Neural Audio Effect Modelling Strategies for a Spring Reverb
Description
Virtual analog modelling emulates the processing characteristics of a given physical device. This has been an active field of research and commercial innovation in which two main perspectives have been historically adopted. The first one: white-box, seeks to reproduce the exact behaviour through algorithmic simulation of circuits or physical phenomena. The second one: black-box,
aims to learn the approximation function from examples recorded at the input and output stages of the target device. In this second approach, deep learning has emerged as a valuable strategy for linear systems, such as filters, as well as nonlinear time-dependent ones like distortion circuits or compressors.

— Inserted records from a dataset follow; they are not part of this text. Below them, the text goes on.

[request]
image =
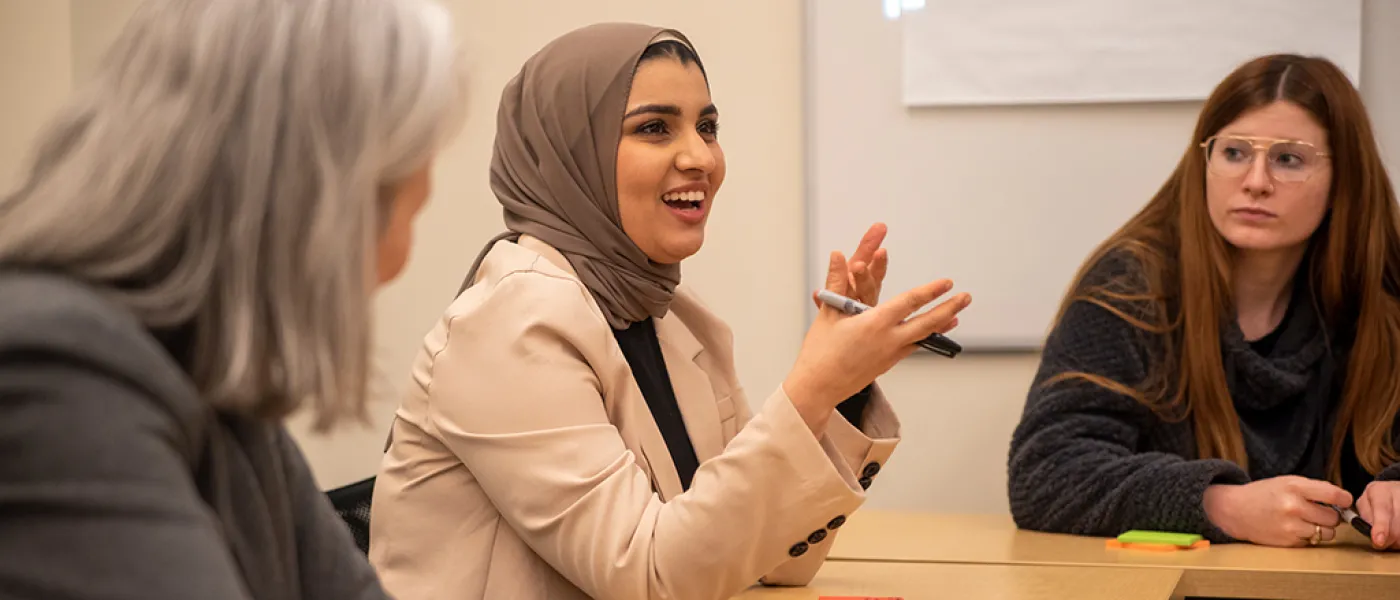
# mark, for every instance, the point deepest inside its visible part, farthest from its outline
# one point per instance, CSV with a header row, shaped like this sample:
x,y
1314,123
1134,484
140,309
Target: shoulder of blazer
x,y
525,283
66,320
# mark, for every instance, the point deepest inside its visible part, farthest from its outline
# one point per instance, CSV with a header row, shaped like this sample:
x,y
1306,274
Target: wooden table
x,y
1344,568
926,581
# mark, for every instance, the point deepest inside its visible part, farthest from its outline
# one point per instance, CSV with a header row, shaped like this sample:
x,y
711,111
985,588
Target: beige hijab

The spring reverb is as audio effect with a very long and rooted history in music production and performance, based on a relatively simple design, this device is an effective tool for artificial reverberation. The electromechanical functioning of this reverb makes it a nonlinear timeinvariant spatial system that is difficult to fully emulate in the digital domain with white-box modelling techniques.
This thesis wants to address the modelling of spring reverb, leveraging end-to-end neural audio effect architectures through supervised learning. Recurrent, convolutional and hybrid models have successfully been used for similar tasks, especially compressors and distortion circuits emulations. Using two available datasets of guitar recordings, we evaluate with quantitative
metrics, acoustical analysis and signal processing measurements the efficiency and the results of four neural network architectures to model this effect. We present the results and outline different strategies for this modelling task, providing a reproducible experimental environment with code.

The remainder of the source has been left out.